When Minnesota employers are unable to fill key positions, it becomes increasingly difficult to stay productive over time. As the gap widens, the pressure on employers continues to build. And today, Minnesota companies are truly struggling to find and keep talent.
If you’re a hiring manager, here’s my advice: move quickly.
Here’s what “quickly” means. If, in the past, you have filled senior positions within 2-3 months of initial job posting, you will need to cut that time by one half or even two thirds. If you drag your feet after interviewing top candidates, you’ll likely discover that your first choice candidate has already accepted an offer from someone else before you even got the offer letter written.
Of course, if you’re the person looking for the job, my advice is different: be patient. Take your time and choose the job, employer, and work culture that will make you happiest.
Today’s climate gives you virtually unlimited options and unprecedented power during your job hunt. For exempt-level positions, which is our focus at SkyWater Search Partners, this is especially true in the IT, Accounting and Finance, or Engineering and Operations fields. Candidates who possess a technical skill set or a STEM (Science, Technology, Engineering, or Math) degree are in particularly high demand.

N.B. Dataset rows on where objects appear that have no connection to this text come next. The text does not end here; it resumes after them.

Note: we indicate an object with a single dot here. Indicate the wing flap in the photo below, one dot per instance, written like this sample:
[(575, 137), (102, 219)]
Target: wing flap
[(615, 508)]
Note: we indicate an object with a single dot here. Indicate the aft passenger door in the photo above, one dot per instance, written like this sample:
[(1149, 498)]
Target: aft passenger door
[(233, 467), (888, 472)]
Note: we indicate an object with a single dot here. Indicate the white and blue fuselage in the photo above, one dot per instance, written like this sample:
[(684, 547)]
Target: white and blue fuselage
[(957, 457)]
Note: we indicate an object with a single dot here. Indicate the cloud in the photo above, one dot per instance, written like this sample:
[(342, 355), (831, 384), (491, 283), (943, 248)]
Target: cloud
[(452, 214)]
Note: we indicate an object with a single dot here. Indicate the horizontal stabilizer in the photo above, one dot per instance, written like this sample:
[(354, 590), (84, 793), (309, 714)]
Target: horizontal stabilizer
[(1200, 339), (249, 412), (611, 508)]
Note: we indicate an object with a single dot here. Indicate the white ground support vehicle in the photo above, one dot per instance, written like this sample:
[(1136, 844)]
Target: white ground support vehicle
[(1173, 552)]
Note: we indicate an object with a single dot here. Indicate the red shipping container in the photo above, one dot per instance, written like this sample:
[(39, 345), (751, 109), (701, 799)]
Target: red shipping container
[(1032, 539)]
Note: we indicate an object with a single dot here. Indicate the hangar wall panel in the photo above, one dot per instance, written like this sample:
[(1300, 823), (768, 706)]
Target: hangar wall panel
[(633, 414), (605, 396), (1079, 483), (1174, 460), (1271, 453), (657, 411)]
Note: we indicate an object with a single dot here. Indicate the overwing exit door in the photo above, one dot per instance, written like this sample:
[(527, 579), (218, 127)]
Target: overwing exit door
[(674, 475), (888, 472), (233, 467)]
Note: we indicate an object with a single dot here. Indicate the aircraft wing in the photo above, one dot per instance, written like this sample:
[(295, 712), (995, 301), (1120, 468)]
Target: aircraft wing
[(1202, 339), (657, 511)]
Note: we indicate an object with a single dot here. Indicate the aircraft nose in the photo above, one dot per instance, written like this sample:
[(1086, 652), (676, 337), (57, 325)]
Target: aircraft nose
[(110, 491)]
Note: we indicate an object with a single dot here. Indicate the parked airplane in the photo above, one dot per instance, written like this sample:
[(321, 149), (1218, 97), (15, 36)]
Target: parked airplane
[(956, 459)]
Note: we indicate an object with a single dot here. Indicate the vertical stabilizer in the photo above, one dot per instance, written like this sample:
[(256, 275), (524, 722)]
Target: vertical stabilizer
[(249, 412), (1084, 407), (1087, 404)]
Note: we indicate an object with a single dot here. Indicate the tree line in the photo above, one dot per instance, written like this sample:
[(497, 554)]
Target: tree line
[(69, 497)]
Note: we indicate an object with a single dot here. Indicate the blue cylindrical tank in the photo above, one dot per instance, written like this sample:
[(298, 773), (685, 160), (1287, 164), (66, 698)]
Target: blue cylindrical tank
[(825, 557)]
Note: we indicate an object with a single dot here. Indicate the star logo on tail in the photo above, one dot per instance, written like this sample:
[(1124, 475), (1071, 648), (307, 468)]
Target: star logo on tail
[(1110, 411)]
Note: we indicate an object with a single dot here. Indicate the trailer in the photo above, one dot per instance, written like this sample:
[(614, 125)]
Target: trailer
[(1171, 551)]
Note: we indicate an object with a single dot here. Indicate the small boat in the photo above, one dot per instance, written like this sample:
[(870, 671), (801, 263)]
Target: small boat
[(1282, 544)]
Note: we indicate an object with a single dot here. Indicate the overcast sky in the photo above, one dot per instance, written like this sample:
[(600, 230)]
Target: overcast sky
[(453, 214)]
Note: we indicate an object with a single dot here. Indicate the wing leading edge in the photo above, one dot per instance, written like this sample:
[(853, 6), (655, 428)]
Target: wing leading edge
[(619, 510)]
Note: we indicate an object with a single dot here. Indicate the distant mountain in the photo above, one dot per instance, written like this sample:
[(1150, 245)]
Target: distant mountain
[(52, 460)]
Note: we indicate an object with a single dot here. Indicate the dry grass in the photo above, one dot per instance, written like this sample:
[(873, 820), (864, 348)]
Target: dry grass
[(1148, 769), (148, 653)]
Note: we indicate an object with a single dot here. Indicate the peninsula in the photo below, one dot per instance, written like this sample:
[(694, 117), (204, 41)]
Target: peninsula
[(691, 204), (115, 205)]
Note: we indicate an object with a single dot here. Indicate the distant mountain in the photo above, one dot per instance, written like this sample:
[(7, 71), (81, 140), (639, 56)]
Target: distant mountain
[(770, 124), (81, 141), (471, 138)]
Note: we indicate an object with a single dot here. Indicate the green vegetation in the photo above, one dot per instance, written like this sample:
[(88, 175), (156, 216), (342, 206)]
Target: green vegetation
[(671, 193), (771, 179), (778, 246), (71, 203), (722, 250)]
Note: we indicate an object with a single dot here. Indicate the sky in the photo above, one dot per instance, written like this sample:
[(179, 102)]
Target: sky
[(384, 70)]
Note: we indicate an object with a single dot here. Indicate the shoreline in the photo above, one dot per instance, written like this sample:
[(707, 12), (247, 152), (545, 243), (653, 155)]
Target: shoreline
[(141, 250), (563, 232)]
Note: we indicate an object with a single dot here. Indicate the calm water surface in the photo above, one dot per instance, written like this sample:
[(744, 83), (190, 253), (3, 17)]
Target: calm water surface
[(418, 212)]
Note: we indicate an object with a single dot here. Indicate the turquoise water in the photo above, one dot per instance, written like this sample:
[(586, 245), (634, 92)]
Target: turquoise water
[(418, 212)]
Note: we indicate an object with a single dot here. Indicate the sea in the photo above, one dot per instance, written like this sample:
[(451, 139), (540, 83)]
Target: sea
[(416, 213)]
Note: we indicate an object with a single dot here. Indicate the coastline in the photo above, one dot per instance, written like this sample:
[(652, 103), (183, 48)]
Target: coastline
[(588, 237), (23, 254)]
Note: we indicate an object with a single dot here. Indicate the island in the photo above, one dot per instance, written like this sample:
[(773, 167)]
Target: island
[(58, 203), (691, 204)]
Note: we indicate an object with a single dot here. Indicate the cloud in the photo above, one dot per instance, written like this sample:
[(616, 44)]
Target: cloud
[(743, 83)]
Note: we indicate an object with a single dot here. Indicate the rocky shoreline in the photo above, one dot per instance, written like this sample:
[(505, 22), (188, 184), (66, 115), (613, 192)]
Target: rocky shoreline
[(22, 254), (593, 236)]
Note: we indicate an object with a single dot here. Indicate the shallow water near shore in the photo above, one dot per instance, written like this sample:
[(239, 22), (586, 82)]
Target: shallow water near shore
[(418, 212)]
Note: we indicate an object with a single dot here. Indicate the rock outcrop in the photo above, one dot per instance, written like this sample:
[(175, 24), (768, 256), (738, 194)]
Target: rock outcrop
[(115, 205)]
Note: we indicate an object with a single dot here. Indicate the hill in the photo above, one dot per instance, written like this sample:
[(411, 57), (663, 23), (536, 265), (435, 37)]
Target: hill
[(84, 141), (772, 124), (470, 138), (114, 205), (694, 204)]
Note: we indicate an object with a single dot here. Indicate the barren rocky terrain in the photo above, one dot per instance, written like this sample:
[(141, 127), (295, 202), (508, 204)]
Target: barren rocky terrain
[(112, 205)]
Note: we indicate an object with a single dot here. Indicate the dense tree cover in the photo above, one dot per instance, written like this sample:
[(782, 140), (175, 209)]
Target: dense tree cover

But for every candidate – no matter how in-demand your skills may be – I also have a few words of caution: if at all possible, stay employed during your job search.
If you’re unemployed, do not despair. As already discussed, this market is strongly in your favor. But please don’t interpret your job prospects as permission to stomp out of your current job because another one is right around the corner. Unemployment places you in a far more vulnerable spot, putting you under paycheck pressure – and giving employers a stronger negotiating position when discussing compensation and benefits.